![scrna1/6](https://img.shields.io/badge/scrna1/6-lightgrey)
[![Jupyter Notebook](https://img.shields.io/badge/Source%20on%20GitHub-orange)](https://github.com/laminlabs/lamin-usecases/blob/main/docs/scrna.ipynb)
[![lamindata](https://img.shields.io/badge/Source%20%26%20report%20on%20LaminHub-mediumseagreen)](https://lamin.ai/laminlabs/lamindata/transform/Nv48yAceNSh8)

# scRNA-seq

Here, you'll learn how to manage a growing number of scRNA-seq datasets as a single queryable collection:

1. create a dataset (an {class}`~lamindb.Artifact`) and seed a {class}`~lamindb.Collection` (![scrna1/6](https://img.shields.io/badge/scrna1/6-lightgrey))
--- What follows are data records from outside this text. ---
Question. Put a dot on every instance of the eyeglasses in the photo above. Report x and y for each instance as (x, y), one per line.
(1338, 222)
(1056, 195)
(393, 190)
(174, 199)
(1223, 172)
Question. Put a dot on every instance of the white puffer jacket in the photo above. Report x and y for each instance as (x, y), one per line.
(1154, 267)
2. append a new dataset to the collection ([![scrna2/6](https://img.shields.io/badge/scrna2/6-lightgrey)](/scrna2))
3. query & analyze individual datasets ([![scrna3/6](https://img.shields.io/badge/scrna3/6-lightgrey)](/scrna3))
4. load the collection into memory ([![scrna4/6](https://img.shields.io/badge/scrna4/6-lightgrey)](/scrna4))
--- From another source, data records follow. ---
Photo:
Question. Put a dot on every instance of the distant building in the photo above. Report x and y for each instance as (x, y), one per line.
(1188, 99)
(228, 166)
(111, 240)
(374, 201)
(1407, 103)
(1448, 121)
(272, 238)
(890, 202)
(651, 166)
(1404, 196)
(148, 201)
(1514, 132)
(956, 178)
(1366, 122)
5. iterate over the collection to train an ML model ([![scrna5/6](https://img.shields.io/badge/scrna5/6-lightgrey)](/scrna-mappedcollection))
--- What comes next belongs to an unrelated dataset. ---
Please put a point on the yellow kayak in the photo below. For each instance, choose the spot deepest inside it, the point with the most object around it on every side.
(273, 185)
6. concatenate the collection to a single `tiledbsoma` array store ([![scrna6/6](https://img.shields.io/badge/scrna6/6-lightgrey)](/scrna-tiledbsoma))

If you're only interested in _using_ a large curated scRNA-seq collection, see the [CELLxGENE guide](inv:docs#cellxgene).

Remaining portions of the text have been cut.